È questo un libro di sicuro interesse, che si cimenta con l'impresa ormai titanica di ragionare sugli sviluppi presenti e futuri della politica mondiale. Di impianto tipicamente "realista", fortemente influenzato dalle tesi formulate in questi ultimi anni soprattutto da Kissinger, Brzezinski e Nye, esso è costruito attorno a cinque grandi argomenti, che proverò dapprima a enunciare in modo sintetico e poi a sottoporre a qualche obiezione di sostanza.

Il primo argomento, che costituisce in verità la premessa più ampia su cui regge l'intero ragionamento del generale Jean, è che la "geopolitica mondiale" è sempre determinata "dagli interessi, dalle intenzioni e dai rapporti di forza delle maggiori potenze", le quali agiscono (o quanto meno tendono ad agire, salvo cacciarsi in un mare di guai) in base alle ferree "ragioni del realismo", vale a dire alle "eterne ragioni del potere e dell'interesse". Questo principio valeva per il sistema westfaliano (1648) e, naturalmente, viennese (1814). Ha continuato a valere nell'epoca della contrapposizione Usa-Urss. E ha mantenuto la sua validità anche nel mondo postbipolare. Il quale, secondo Jean, è sì un mondo complesso e imprevedibile, sulla cui scena si muovono i più diversi soggetti statali e non (da ultimo soprattutto il terrorismo internazionale). E in cui è in atto un generalizzato e pericoloso "ritorno delle religioni nella politica". Ma è anche, e in primo luogo, un mondo dominato da great powers che, pur con qualche eccezione, tendono ad agire secondo le fredde logiche del realismo politico.

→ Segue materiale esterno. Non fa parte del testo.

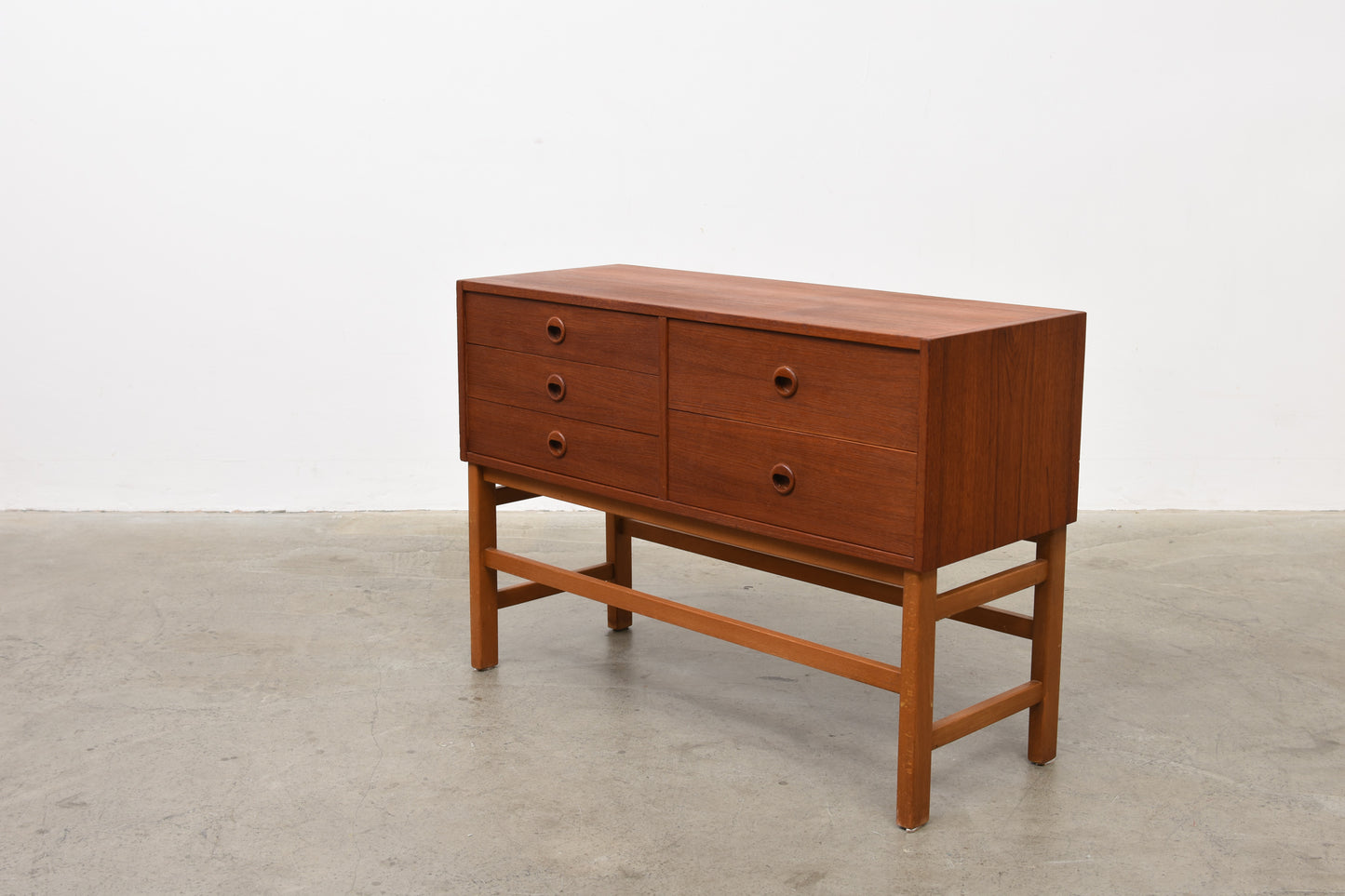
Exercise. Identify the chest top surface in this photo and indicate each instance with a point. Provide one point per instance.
(840, 313)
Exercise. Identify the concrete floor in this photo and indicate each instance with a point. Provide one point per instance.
(265, 703)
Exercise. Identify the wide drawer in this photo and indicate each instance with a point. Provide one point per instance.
(804, 383)
(555, 444)
(620, 398)
(552, 329)
(842, 490)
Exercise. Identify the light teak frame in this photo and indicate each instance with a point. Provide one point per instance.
(916, 592)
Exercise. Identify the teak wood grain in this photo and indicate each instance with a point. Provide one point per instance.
(800, 383)
(848, 437)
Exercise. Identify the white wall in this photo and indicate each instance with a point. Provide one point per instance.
(229, 232)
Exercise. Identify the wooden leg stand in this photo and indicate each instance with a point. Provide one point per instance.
(916, 592)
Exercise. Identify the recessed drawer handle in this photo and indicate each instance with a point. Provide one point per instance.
(786, 381)
(556, 329)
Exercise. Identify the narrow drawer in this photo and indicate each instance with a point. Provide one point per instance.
(843, 490)
(825, 386)
(568, 447)
(550, 329)
(620, 398)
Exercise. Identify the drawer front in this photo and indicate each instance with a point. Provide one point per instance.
(843, 490)
(825, 386)
(620, 398)
(550, 329)
(568, 447)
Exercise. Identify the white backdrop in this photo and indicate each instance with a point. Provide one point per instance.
(229, 230)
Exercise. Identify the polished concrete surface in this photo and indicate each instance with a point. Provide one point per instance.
(281, 702)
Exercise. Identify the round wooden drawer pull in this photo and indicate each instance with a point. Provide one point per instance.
(786, 381)
(556, 329)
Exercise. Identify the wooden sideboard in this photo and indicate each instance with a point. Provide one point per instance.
(848, 437)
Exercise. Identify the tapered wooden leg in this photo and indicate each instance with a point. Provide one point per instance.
(484, 582)
(1046, 624)
(915, 735)
(619, 555)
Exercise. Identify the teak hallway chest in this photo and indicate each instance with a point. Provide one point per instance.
(848, 437)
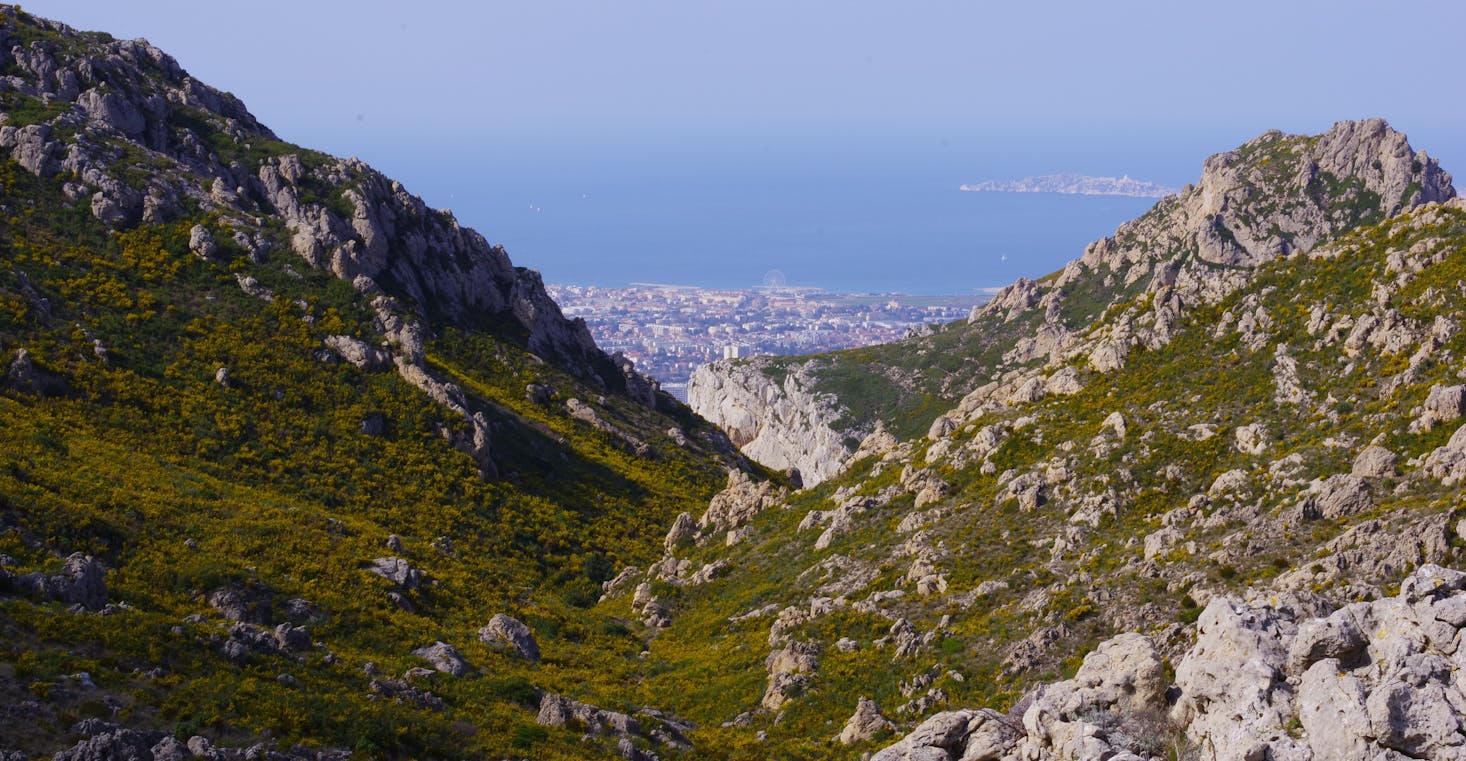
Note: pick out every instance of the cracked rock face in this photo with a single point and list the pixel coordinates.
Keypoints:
(1264, 679)
(782, 424)
(118, 100)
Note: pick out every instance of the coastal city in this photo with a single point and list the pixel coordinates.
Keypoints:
(669, 330)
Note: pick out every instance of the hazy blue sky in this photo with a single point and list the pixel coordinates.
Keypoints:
(650, 140)
(383, 78)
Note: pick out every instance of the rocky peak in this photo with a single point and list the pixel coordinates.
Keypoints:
(1279, 194)
(145, 142)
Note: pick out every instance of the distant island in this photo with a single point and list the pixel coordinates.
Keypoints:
(1075, 185)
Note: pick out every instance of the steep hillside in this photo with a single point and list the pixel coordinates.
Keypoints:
(295, 467)
(1290, 439)
(270, 428)
(1271, 197)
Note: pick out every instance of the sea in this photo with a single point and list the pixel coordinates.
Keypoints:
(856, 219)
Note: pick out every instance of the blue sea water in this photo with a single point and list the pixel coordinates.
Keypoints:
(840, 220)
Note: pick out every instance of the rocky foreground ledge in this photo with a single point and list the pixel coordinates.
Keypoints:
(1267, 679)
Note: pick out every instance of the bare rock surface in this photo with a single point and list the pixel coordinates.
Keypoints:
(513, 634)
(782, 424)
(1267, 678)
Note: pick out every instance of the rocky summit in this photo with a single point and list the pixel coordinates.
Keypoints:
(295, 467)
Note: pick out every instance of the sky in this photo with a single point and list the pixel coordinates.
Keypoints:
(644, 132)
(386, 79)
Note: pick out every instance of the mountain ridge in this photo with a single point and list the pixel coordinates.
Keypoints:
(299, 494)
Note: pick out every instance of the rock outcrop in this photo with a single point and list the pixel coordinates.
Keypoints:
(1265, 679)
(81, 582)
(506, 631)
(417, 266)
(780, 423)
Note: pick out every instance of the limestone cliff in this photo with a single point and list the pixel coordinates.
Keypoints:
(1276, 195)
(1267, 678)
(140, 141)
(779, 421)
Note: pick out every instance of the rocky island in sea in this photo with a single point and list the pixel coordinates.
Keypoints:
(1075, 185)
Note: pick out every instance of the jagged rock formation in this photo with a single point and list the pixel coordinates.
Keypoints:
(1273, 197)
(1167, 456)
(126, 101)
(783, 424)
(229, 368)
(1265, 679)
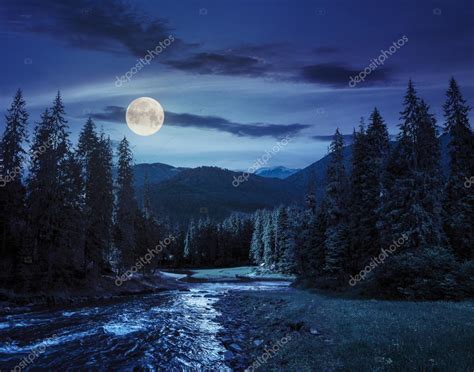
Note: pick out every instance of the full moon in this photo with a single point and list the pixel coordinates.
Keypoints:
(145, 116)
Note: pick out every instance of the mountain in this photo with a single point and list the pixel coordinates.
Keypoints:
(210, 191)
(184, 193)
(157, 172)
(300, 180)
(276, 172)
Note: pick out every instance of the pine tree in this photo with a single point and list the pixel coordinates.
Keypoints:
(126, 206)
(12, 190)
(370, 154)
(96, 156)
(336, 204)
(459, 200)
(269, 240)
(358, 211)
(53, 197)
(256, 246)
(190, 242)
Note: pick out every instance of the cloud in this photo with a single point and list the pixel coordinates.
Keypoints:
(338, 75)
(348, 138)
(108, 25)
(221, 64)
(116, 114)
(325, 50)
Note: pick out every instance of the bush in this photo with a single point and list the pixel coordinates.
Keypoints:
(429, 274)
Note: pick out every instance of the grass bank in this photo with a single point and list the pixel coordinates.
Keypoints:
(335, 334)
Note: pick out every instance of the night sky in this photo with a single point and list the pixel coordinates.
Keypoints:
(239, 75)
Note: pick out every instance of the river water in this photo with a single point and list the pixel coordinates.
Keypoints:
(166, 331)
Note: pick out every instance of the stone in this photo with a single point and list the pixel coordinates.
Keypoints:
(235, 347)
(257, 342)
(314, 331)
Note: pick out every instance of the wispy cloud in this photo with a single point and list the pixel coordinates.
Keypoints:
(338, 75)
(109, 26)
(116, 114)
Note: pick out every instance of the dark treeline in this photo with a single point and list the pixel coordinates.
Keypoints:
(393, 227)
(395, 200)
(64, 219)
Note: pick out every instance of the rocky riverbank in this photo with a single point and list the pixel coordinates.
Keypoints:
(105, 289)
(253, 331)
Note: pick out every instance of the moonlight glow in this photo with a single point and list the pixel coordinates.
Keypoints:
(145, 116)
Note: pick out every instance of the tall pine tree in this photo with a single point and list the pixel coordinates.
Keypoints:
(459, 200)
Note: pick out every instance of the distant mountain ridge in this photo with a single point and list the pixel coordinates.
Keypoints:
(184, 193)
(279, 171)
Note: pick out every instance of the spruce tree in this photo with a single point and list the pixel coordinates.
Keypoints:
(96, 155)
(337, 215)
(256, 246)
(459, 200)
(269, 240)
(53, 198)
(373, 148)
(12, 190)
(358, 200)
(126, 206)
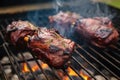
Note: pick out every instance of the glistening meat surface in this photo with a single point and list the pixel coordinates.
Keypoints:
(46, 44)
(98, 31)
(50, 47)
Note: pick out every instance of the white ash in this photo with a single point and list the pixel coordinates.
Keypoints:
(14, 77)
(113, 78)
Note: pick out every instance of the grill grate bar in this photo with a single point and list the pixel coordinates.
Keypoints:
(54, 71)
(104, 58)
(98, 61)
(36, 60)
(83, 67)
(111, 57)
(67, 74)
(34, 76)
(2, 70)
(76, 72)
(4, 45)
(15, 62)
(22, 61)
(91, 64)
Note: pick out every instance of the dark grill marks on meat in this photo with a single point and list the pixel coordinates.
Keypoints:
(98, 31)
(45, 43)
(51, 47)
(16, 32)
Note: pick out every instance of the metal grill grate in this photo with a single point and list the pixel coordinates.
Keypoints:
(84, 58)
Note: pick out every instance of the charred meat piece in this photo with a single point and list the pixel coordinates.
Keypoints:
(45, 43)
(64, 22)
(17, 30)
(50, 47)
(99, 31)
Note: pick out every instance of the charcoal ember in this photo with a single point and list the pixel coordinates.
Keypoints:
(51, 47)
(16, 31)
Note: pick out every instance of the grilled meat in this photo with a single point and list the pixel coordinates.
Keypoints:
(17, 30)
(98, 31)
(64, 22)
(50, 47)
(45, 43)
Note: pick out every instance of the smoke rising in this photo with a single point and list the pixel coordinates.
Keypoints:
(85, 8)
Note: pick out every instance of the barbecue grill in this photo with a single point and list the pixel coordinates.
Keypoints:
(89, 59)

Nell'era postbipolare tuttavia - è il secondo argomento - i rapporti tra le "grandi potenze" hanno assunto una configurazione inedita. La fine del bipolarismo, infatti, non ha segnato un ritorno alle dinamiche multipolari del modello Westfalia (nemmeno nella variante culturale dello "scontro delle civiltà"). E non ha dato origine, come pretendono i teorici dell'anarchia globale, a un "nuovo medioevo" delle relazioni internazionali. L'era postbipolare, al contrario, ha prodotto un sistema saldamente "unipolare" o, al limite, secondo la definizione di Kissinger (e di Huntington), "uni-multipolare". Un sistema, cioè, fondato su un'incolmabile sproporzione tra l'iperpotenza globale degli Stati Uniti e la potenza nella migliore delle ipotesi solo regionale delle altre great powers: di un'Europa divisa, di una Russia in evidente declino, di una Cina in ascesa, ma ancora ben lontana dal divenire un competitore globale degli Stati Uniti, di un'India in grande espansione, ma afflitta da gravissimi problemi interni, di un Giappone che ha perso parte del suo peso economico internazionale, e di un mondo islamico fortemente lacerato, instabile e impotente. In una situazione di questo genere, secondo Jean, nei prossimi decenni gli Stati Uniti non potranno essere sfidati da nessuna potenza o coalizione di potenze. E, con buona pace dei più recenti teorici del "declino", della "deriva", o addirittura della "fine" dell'impero americano (cfr. "L'Indice", 2004, n. 7/8), rimarranno fermamente al timone della politica mondiale.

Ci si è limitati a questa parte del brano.